Wired Strategy for Cross- Industry GrowthBy Alejandro Salas | Wed, 05/20/2020 - 05:00
Q: How important are Mexico’s advanced-manufacturing capabilities for Axon’ Interconex’s operations?
A: Thanks to our IATF and AS9100 quality certifications, automotive remains the most important sector for our Mexico operations, followed by aerospace. These are radically different markets. Automotive is a dynamic, price-sensitive, high-volume market with production programs of five to nine years depending on the platform. Aerospace is a low-volume market with much longer and more technology-intensive production programs but with higher component prices.
Axon’ Interconex is a key supplier of mechatronic connectors and electric motors for window elevators used in FCA cars, for instance. We also supply flat cables for airbags to several Tier 1 and Tier 2 suppliers, including Kostal, Valeo and Continental.
Q: What are Axon’ Interconex’s main growth projections and expansion plans?
A: Axon’ Interconex needs to further position its brand so new customers are aware of its capabilities. We will achieve this by offering more technical seminars at academic institutions that specialize in electronics, as well as working together with AEM to raise awareness of new challenges in interconnection. We are members of several associations in the automotive and aerospace sectors, including INA, the Queretaro Aerocluster and FEMIA, which has resulted in sound business opportunities. We are part of FEMIA’s Supply Chain Program, which helps us to find good opportunities with potential suppliers that we can support with certifications.

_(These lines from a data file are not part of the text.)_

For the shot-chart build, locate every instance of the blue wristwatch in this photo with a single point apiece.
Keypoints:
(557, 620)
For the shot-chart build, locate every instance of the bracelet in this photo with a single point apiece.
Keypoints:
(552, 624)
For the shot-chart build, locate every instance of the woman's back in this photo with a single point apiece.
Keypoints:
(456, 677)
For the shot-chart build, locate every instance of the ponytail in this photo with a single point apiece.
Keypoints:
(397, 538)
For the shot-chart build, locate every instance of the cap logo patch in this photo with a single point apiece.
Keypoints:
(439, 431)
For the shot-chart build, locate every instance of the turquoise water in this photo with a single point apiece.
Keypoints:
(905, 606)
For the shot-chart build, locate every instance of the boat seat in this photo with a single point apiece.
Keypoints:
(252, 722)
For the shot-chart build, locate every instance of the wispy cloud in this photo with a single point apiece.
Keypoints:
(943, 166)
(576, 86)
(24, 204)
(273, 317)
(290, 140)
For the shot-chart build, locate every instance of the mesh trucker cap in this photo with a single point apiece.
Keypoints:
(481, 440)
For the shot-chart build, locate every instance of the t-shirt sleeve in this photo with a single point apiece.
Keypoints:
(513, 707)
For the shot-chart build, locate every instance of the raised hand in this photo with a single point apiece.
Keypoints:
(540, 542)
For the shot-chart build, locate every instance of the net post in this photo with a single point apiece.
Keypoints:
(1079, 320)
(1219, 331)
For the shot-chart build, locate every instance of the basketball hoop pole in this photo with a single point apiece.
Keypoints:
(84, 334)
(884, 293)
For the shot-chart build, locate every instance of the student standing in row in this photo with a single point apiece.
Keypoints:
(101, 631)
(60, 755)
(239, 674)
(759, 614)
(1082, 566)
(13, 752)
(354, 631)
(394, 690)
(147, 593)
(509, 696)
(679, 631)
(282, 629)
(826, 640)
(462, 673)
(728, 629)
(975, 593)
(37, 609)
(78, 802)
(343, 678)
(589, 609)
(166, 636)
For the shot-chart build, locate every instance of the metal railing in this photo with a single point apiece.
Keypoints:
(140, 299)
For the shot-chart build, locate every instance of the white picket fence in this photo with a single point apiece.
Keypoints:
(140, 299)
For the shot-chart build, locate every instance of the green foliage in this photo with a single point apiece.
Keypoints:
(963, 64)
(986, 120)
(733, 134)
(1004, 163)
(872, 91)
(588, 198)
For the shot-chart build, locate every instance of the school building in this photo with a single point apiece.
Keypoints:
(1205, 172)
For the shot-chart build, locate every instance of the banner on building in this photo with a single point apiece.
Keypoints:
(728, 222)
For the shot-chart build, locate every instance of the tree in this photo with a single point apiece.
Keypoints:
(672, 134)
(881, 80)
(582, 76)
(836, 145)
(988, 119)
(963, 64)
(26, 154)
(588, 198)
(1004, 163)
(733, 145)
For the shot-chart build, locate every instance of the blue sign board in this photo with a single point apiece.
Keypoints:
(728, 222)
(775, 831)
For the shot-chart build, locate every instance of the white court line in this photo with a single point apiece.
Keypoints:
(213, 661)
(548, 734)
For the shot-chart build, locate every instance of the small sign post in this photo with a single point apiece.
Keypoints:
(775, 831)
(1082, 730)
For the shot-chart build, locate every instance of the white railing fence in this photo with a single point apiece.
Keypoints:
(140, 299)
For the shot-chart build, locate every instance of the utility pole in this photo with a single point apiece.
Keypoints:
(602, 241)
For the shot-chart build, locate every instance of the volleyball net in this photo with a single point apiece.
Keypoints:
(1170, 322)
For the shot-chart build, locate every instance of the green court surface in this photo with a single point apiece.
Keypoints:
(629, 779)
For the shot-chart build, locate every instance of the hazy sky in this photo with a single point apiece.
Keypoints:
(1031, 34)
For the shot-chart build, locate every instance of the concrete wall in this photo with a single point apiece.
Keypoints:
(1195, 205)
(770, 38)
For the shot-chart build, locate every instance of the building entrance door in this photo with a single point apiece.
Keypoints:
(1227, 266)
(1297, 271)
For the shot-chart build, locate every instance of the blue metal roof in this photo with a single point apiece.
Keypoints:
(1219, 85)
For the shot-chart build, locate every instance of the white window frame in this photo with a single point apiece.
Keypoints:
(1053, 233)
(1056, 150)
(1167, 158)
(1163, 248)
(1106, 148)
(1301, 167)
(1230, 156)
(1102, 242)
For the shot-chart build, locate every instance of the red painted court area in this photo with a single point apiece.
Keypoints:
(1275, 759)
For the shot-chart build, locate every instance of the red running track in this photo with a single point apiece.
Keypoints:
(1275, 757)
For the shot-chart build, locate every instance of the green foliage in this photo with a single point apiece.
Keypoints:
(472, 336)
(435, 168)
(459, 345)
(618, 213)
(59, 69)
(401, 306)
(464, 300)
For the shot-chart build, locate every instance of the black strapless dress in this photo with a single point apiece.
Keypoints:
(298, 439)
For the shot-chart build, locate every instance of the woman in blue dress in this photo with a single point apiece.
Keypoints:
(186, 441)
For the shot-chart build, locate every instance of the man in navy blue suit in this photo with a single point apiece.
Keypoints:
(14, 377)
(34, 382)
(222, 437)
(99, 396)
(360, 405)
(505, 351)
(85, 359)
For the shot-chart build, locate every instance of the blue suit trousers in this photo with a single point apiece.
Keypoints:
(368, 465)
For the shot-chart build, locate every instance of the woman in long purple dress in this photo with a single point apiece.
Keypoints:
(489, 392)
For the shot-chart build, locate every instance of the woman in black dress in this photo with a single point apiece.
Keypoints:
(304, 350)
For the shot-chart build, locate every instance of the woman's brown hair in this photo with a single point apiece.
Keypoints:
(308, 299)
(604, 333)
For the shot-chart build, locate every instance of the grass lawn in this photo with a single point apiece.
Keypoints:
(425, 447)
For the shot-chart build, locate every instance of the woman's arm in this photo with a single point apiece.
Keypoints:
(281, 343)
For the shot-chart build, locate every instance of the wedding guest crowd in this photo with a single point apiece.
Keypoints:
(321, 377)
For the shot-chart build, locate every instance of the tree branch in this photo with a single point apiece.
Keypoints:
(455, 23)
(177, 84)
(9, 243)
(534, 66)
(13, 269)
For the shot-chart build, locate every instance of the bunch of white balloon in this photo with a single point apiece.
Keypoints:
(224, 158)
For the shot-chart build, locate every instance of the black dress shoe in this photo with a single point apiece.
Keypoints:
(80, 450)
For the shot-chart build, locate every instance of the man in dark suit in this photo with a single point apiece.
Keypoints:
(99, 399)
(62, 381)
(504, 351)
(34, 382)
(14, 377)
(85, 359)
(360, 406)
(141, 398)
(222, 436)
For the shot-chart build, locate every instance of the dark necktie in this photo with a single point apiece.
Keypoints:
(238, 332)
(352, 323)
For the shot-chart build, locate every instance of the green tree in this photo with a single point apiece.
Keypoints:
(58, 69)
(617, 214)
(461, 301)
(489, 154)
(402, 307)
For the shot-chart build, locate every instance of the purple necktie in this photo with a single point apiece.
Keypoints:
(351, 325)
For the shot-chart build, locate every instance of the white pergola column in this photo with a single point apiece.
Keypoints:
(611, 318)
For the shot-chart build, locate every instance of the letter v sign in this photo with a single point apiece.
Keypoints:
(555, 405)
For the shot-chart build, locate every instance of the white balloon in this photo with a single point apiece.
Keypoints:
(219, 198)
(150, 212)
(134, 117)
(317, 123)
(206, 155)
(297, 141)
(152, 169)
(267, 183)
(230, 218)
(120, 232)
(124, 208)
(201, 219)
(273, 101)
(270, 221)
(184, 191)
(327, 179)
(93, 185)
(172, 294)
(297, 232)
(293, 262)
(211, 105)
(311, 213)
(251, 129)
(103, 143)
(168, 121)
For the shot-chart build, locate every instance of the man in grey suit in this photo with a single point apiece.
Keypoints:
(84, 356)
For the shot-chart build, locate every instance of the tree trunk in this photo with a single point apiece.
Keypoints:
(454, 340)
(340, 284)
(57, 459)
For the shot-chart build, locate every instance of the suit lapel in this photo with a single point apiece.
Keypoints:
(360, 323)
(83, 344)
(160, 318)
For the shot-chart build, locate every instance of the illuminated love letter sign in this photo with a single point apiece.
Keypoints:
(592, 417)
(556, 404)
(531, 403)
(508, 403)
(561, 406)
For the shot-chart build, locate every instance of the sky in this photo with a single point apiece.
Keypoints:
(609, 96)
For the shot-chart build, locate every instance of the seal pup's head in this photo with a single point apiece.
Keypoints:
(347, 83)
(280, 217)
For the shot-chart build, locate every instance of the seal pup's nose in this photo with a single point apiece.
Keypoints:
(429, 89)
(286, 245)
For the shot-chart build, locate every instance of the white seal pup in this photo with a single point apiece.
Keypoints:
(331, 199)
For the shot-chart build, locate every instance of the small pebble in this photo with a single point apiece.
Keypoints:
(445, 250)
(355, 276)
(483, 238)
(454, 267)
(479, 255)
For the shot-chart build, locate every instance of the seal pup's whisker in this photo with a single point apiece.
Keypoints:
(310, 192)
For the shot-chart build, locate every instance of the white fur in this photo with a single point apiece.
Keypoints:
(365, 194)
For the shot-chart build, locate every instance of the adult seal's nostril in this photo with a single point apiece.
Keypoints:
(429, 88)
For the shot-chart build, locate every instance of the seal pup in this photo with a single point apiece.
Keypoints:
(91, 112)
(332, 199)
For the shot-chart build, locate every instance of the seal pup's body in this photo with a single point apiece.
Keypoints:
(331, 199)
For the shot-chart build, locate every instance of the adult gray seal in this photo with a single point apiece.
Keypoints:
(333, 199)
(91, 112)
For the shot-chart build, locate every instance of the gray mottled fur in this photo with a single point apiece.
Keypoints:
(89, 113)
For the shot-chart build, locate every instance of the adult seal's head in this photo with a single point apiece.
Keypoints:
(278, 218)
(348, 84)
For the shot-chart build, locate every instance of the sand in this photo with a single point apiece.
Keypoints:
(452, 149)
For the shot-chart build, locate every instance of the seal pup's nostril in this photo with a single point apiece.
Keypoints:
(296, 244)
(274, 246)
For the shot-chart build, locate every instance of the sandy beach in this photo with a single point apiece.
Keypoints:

Q: What are the main gaps that still exist within the Mexican automotive wiring segment?
A: There are few business lines in which Axon’ Interconex’s Mexico operations can market its products directly to Mexico-based customers. Although we supply mechatronic components, stamped parts, pins and some automation solutions, wiring is a complicated segment for us to work directly. Most of the decisions to purchase one or another automotive cable come from the US. Companies like Continental may engineer a component proposal in Mexico that is later sent to the US or Germany. There, the company will create and test prototypes and then choose the suppliers that will be used to mass produce the component. Axon’ Interconex’s US sales team has the job of finding the right business opportunities that can be fulfilled in Mexico.
Q: What role will Axon’ Interconex play in the development of the car of the future?
A: Axon’ Interconex is already participating in the electrification of the automotive industry. We supply for Continental’s catalytic converters in Germany and develop harnesses for charging EV batteries. Axon’ Interconex uses flat wires to increase the charging efficiency and speed of these systems while also reducing their weight.